Thursday 25 April 2024

World experts discuss ‘man and nature’ parks

On the occasion of the UNESCO National Commission’s 50th anniversary and UNESCO’s 70th anniversary this year, Malta’s  National Commission is hosting a major conference on best practices in island and coastal biosphere reserves from the 24th to the 26th March.

Biodiversity experts from the five continents will be meeting at the Corinthia Palace Hotel, Attard, to explore sustaining and improving relations between man and nature in a world network.

Malta currently does not have an official biosphere reserve. Of such reserves there are over 610 in 117 countries.

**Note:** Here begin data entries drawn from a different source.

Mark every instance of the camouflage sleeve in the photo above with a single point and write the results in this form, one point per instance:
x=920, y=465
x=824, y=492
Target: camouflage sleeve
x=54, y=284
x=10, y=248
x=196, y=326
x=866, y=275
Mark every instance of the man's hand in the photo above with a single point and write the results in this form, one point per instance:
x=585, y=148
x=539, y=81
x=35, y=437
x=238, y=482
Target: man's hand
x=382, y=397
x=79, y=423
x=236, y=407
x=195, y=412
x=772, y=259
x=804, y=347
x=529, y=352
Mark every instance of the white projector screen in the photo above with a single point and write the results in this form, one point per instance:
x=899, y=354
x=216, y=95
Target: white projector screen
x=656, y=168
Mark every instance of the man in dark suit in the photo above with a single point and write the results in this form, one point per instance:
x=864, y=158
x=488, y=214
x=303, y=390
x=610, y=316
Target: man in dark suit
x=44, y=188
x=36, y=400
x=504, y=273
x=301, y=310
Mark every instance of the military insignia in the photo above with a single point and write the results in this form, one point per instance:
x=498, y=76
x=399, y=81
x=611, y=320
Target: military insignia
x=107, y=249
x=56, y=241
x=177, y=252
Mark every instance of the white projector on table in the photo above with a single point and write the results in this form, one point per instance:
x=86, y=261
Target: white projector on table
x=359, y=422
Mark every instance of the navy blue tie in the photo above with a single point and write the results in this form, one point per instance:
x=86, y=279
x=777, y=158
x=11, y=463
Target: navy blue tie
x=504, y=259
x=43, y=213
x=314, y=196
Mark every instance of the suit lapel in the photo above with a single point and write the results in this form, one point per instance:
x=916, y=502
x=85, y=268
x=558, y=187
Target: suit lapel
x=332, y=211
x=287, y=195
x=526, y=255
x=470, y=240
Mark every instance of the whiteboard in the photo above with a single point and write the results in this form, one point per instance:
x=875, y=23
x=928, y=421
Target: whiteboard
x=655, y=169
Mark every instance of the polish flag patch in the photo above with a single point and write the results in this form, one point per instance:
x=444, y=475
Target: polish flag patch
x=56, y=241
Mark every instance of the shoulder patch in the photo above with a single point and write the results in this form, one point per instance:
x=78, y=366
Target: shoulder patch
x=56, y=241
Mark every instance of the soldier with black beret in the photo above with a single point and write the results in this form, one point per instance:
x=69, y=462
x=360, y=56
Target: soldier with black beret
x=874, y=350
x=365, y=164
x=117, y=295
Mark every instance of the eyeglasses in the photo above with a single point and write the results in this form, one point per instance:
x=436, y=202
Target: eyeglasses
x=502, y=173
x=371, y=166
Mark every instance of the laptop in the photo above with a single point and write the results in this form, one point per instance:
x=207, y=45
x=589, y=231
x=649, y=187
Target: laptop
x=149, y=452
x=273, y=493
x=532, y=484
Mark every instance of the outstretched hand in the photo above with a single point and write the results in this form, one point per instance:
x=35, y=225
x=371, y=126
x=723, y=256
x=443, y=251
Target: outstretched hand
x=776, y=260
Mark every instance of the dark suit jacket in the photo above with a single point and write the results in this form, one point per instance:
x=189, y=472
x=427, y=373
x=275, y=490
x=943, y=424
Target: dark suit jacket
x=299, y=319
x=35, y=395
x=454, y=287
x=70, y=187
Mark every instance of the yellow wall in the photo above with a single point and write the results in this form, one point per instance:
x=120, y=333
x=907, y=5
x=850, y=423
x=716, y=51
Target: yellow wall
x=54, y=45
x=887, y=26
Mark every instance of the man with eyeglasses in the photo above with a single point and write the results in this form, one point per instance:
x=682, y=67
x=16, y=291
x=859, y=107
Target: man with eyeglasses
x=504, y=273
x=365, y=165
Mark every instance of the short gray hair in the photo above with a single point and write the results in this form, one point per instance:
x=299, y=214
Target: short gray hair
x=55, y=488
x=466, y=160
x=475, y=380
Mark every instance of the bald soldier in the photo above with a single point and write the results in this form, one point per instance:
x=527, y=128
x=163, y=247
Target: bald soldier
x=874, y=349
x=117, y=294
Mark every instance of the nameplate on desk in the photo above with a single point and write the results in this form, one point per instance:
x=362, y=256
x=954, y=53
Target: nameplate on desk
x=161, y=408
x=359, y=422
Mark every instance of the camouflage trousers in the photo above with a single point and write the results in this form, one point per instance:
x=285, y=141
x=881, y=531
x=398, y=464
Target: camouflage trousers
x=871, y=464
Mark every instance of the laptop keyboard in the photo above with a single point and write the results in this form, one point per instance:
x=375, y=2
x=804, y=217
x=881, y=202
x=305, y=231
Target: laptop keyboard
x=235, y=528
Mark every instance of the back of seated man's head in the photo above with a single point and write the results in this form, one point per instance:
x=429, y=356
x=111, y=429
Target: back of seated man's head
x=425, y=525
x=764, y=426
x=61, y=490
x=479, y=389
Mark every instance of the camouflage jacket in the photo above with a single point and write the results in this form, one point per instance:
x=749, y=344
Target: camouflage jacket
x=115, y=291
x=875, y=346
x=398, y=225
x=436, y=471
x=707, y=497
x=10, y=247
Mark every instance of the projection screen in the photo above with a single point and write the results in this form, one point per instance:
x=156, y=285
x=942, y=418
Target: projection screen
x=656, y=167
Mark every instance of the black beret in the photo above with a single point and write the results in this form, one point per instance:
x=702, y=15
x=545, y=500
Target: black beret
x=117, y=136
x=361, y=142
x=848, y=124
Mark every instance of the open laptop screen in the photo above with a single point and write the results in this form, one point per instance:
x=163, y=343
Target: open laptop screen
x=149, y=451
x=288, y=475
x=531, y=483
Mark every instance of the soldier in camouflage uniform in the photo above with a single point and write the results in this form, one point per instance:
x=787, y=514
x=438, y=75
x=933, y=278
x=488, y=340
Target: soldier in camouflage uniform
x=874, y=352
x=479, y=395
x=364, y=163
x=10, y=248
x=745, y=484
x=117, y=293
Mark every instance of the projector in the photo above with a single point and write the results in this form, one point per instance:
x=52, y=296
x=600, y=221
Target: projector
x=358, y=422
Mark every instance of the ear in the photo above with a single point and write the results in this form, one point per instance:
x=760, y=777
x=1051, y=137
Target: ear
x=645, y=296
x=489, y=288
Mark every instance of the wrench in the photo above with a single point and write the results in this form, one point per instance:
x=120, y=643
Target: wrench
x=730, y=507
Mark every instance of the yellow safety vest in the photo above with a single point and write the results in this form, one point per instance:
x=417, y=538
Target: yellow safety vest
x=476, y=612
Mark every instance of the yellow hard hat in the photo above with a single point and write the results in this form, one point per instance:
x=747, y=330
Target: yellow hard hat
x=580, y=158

The chairman of the UNESCO National Commission, Professor Henry Frendo, said that the closest to such a site in the Maltese Islands so far is Dwejra in Gozo, although other ‘nature’ sites exist such as the Majjistral and Buskett. Dwejra has the Fungus Rock, an inland sea, the azure window and various endemic fauna and flora in addition to particular geological formations and archaeological remains. It is still a largely unspoilt area, as may be seen from the attached photograph/s taken for this occasion by Mr Philip J. Cassar, the National Commission’s executive secretary.

As the world’s population grows and urbanisation creeps into and encroaches on natural spaces, biosphere parks are becoming all the more important ‘for people and nature to co-exist’, as an added input to sustainable development, Professor Frendo added. 

Many biosphere parks are larger than the entire Maltese Islands, but Malta being small, over-populated and over-built, we ‘desperately need ecological open spaces where man and nature can inter-act.’  Malta’s UNESCO National Commission also has ambitious plans for a sizeable nature site dedicated to indigenous flora and fauna, a project for which it has been short-listed.